I never remember believing in Santa, and even as a eight-year old, I remember it making me so angry that these kids were told that Santa brought toys based on who was “good,” knowing very well the kid who was going to get the most toys under the tree was the one kid in the class who deserved coal, and the sweet girl who appeared neglected might not get anything.
Another friend of mine, Tammy Nelson, reflected on her childhood to me, “I always loved Santa, but was baffled every year when the neighbor brats got a ton of cool stuff from Santa, and I got much less, and I was really, really good! …I always felt like somehow, I had done something wrong.”
It seems it still reflects in how we view the world as adults. We see rich people as more talented, intelligent, and generally deserving of their wealth, even if they acquired their wealth on the backs of people they mistreated.

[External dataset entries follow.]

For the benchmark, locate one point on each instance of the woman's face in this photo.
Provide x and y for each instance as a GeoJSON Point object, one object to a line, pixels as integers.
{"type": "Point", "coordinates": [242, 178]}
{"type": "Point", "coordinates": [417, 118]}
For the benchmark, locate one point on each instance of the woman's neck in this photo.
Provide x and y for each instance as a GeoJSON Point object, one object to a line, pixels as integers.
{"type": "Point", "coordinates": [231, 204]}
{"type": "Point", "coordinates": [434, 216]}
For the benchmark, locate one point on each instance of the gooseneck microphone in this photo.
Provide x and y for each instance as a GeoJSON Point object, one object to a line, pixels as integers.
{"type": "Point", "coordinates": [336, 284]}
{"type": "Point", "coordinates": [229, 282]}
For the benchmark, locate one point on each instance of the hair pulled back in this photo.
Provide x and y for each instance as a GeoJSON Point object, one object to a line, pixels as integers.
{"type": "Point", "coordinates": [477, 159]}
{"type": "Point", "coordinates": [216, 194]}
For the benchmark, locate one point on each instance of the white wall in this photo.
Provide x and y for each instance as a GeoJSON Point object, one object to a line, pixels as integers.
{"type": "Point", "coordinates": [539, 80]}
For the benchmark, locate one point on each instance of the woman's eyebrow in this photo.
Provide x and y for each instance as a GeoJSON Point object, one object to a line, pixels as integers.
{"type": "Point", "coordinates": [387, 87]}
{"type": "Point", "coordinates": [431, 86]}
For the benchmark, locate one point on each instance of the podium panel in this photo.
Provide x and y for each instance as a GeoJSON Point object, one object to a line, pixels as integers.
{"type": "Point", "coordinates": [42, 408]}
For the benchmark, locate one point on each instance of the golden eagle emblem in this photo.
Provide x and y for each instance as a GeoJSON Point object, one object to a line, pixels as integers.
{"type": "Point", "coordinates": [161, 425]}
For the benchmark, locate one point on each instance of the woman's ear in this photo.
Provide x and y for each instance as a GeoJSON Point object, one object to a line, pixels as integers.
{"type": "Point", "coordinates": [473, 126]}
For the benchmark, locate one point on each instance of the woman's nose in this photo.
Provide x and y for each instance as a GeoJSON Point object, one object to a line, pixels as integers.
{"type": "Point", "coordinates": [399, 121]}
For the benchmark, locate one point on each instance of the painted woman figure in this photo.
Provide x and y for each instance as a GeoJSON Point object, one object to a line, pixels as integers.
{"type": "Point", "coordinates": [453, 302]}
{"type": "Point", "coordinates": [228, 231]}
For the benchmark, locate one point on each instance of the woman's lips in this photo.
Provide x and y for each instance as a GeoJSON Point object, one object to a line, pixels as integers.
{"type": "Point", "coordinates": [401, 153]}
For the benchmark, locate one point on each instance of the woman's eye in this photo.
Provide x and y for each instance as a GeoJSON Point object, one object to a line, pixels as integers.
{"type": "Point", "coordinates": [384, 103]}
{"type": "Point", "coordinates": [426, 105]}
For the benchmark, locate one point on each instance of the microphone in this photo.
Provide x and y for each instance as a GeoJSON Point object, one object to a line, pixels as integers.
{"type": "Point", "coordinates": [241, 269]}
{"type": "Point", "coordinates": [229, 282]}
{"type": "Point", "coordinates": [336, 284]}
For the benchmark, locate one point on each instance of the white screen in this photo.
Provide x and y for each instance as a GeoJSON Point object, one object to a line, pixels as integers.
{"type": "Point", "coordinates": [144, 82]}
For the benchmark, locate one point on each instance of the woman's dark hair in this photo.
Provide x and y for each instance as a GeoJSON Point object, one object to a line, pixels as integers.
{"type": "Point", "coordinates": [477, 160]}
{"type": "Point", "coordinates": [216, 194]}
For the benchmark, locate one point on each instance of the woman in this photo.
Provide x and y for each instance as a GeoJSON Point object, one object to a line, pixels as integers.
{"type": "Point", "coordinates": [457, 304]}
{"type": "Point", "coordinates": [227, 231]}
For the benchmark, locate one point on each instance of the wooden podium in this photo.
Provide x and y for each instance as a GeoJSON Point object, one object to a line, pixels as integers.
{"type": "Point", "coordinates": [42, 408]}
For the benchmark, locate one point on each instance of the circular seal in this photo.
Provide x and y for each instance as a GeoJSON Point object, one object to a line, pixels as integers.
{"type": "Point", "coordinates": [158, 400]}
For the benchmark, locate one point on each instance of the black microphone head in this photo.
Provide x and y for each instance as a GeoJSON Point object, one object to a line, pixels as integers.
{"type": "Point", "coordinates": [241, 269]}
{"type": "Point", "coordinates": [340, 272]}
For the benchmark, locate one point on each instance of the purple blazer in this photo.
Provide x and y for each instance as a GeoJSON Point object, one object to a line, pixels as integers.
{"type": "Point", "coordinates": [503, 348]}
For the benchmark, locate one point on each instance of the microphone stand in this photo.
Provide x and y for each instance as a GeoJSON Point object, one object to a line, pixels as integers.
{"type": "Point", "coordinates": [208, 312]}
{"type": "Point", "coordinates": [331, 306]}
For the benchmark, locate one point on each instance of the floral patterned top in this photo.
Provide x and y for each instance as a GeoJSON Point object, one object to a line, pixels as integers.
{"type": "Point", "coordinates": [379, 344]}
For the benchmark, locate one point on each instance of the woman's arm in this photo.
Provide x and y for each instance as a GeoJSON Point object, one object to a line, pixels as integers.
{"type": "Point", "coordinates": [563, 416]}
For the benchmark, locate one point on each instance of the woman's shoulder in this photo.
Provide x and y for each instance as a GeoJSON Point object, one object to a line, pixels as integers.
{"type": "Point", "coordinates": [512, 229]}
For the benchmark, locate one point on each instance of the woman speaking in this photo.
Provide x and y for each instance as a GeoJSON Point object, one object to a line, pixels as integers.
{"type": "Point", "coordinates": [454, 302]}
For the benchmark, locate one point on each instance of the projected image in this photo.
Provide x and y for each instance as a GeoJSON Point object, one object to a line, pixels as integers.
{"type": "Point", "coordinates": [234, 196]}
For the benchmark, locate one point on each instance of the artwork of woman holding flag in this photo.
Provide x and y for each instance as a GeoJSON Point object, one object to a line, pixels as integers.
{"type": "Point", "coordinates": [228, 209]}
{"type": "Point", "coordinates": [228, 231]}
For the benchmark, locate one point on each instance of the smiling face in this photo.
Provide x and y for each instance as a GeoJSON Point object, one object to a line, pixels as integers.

We’re grown-ups who still believe that those who are most deserving get the most toys, and if we don’t have everything we want, we must be at fault. And that is perhaps even more sad than an unanswered letter to Santa.I'm of several minds on this. An argument can be made that it's good to tell kids Santa exists because that soon teaches them that adults lie now and then. And I love that Santa wears red and gives without expecting anything in return, like any commie. But there's no denying that under capitalism, Santa is forced to be extremely unfair. So far, Krampus is winning.